Puis Jacques Chirac donne son feu vert à la destruction de l’ensemble de la flotte aérienne ivoirienne, annihilant toute possibilité de succès à l’opération « Dignité », lancée par Laurent Gbagbo, le président d’alors avec qui les relations étaient exécrables, pour reconquérir le nord du pays.
Alors que la rue à Abidjan, chauffée par la Radio Télévision ivoirienne (RTI), s’embrase contre la France, ses entreprises, ses ressortissants, plusieurs détachements français stationnés dans le nord du pays redescendent en urgence, pulvérisant les barrages des Jeunes patriotes. Sur les ponts de la capitale économique ivoirienne, les hélicoptères français empêchent le passage de ces partisans de Laurent Gbagbo par des tirs de barrage.

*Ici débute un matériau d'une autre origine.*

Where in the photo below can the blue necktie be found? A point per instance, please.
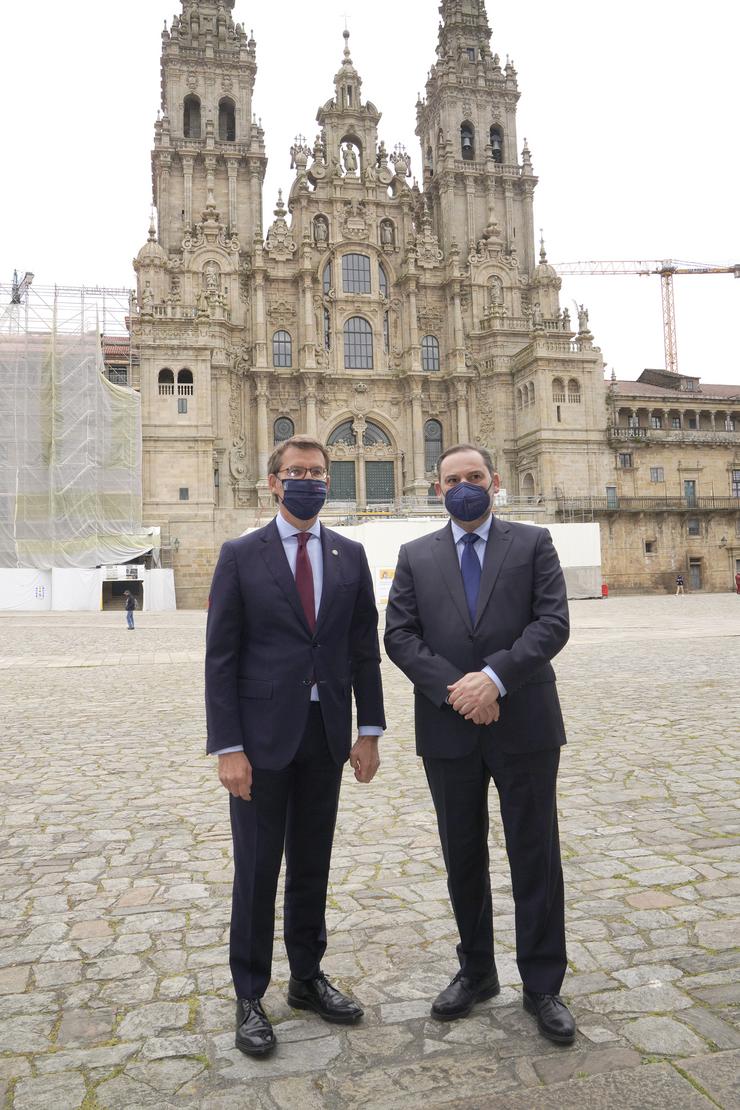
(470, 568)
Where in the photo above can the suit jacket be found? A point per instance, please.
(520, 624)
(262, 658)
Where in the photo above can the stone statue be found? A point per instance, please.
(350, 160)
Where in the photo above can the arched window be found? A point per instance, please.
(374, 435)
(166, 383)
(429, 352)
(344, 434)
(191, 122)
(357, 344)
(558, 391)
(226, 120)
(283, 429)
(467, 141)
(356, 273)
(282, 350)
(185, 387)
(432, 444)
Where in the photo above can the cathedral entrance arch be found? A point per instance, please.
(363, 464)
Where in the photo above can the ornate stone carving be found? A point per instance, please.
(354, 220)
(280, 245)
(281, 312)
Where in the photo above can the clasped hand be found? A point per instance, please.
(475, 696)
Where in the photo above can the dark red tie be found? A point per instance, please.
(304, 579)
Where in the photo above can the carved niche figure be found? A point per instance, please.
(321, 231)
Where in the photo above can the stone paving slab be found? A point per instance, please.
(115, 880)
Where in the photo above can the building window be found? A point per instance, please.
(282, 350)
(432, 444)
(166, 383)
(283, 429)
(356, 273)
(429, 352)
(185, 386)
(226, 120)
(467, 142)
(357, 344)
(191, 123)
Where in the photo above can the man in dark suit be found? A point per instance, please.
(476, 613)
(292, 632)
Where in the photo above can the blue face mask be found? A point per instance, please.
(304, 497)
(467, 502)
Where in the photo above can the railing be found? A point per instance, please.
(617, 504)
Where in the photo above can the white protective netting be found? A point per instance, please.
(70, 441)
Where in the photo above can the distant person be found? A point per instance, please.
(130, 606)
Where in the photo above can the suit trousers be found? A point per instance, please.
(292, 809)
(526, 784)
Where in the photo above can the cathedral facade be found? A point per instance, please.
(387, 316)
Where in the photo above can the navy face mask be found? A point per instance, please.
(304, 497)
(467, 502)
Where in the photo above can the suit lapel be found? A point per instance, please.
(332, 572)
(497, 550)
(449, 567)
(276, 562)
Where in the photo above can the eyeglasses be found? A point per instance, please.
(318, 473)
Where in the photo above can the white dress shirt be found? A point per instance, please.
(479, 548)
(289, 534)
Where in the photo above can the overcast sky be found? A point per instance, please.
(630, 110)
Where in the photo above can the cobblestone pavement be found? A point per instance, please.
(115, 874)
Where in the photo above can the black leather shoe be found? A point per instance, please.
(318, 995)
(554, 1018)
(458, 999)
(254, 1033)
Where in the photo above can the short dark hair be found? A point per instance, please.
(303, 442)
(457, 447)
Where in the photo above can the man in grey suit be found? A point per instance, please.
(476, 613)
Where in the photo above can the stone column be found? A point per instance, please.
(188, 200)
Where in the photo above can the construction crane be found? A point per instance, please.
(666, 269)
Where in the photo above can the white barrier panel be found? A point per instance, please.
(159, 592)
(75, 591)
(24, 591)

Devant l’hôtel Ivoire, le 9 novembre, où des milliers d’entre eux se sont massés pour, disent-ils, empêcher le renversement par la France de leur président après que des blindés se sont positionnés à proximité de sa résidence, mais aussi bloquer de fait l’évacuation des ressortissants français, les soldats français tirent. Les autorités ivoiriennes de l’époque annoncent un bilan de 57 morts et 2 226 blessés mais ne feront aucun procès.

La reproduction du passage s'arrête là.